When I came back from the west coast with an obsession to ride, one person signed on as an ally in my quest to shred. We forged a partnership, a sibling rivalry, whatever you want to call it, through snowboarding. That person is my #1 snowboarding buddy Gina. No one but us was willing to drive to Blue Mountain over 40 times a season to hit an icy park at night. We’re witnesses to each others’ greatest achievements and most spectacular bails. We have also ridden the gnarliest conditions together (e.g. hopping from ice patch to ice patch in the rain on a melting transition at Smuggs to avoid lining up for the bus or getting caught in a half-pipe that was being groomed (do not do this)). It was her idea to become CASI-certified snowboard instructors so that we could become ambassadors to the sport (though I’m certain the killer discounts on equipment motivated her also).
A woman of her stature (riding experience and skills) deserves a top-of-the-line shredding instrument and the latest addition to Gina’s collection is the Burton Feelgood Flying V Snowboard. I asked Gina to evaluate her board for me but she confessed to not having ridden it enough to speak to it in detail. That was two months ago in Mont Tremblant when she had ridden it only twice. That was before she went to Aspen on her annual Colorado pilgrimage.
The Feelgood Flying V is a rockstar board on paper, it includes:
- Burton’s latest innovation in binding to snowboard interface, the Channel which essentially allows limitless binding configurations. I can’t believe I bought a Vapor and new C60 bindings the year before they started doing Channel, such is the fate of an early adopter. C’est la vie.
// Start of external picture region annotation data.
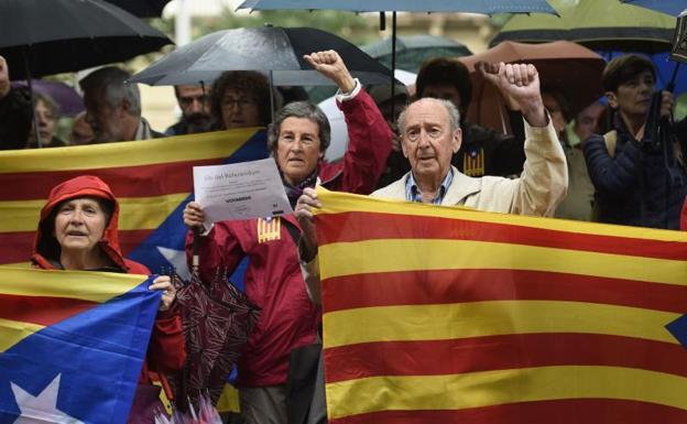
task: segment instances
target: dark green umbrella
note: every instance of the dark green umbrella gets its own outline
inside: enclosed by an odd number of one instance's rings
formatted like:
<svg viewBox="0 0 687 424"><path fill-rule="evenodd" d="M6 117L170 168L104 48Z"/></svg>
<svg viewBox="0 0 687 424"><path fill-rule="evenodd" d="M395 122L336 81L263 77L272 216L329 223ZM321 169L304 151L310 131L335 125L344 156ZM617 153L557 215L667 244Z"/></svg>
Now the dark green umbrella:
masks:
<svg viewBox="0 0 687 424"><path fill-rule="evenodd" d="M567 40L596 51L656 53L670 50L675 18L622 4L618 0L549 0L560 18L511 18L490 43L542 43Z"/></svg>
<svg viewBox="0 0 687 424"><path fill-rule="evenodd" d="M360 47L370 56L391 68L392 40L382 41ZM457 41L436 35L400 35L396 37L396 67L417 72L423 62L434 57L469 56L472 52Z"/></svg>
- The “Flying V” a double-camber base which is Burton’s latest attempt at the best of all worlds. Playful flex between bindings for easier butters but enough camber to hold on tight to edges.
In her own words:
I would say that this board is the best all-mountain board I have owned. In Aspen, whether it was groomed runs, the park, or powder, I never felt like the board was lacking in anything. I would get chatter on other boards when carving at high speed and this includes my older Feelgood but with this board, I could get all the way through turns aggressively and my edges were still gripping. Despite this being one of the longest boards I’ve ridden, I was still very comfortable in the half-pipe. It has an interesting flex, the double camber makes it easy to lift your tip or tail for butters/nose-presses and the like.
I absolutely love the Channel system. It’s not just a gimmick, it is so easy to adjust the position of your bindings against both the length and width of a board. In freestyle, I could adjust the position of my feet to better my overall body position which affects landings, riding on boxes/rails etc.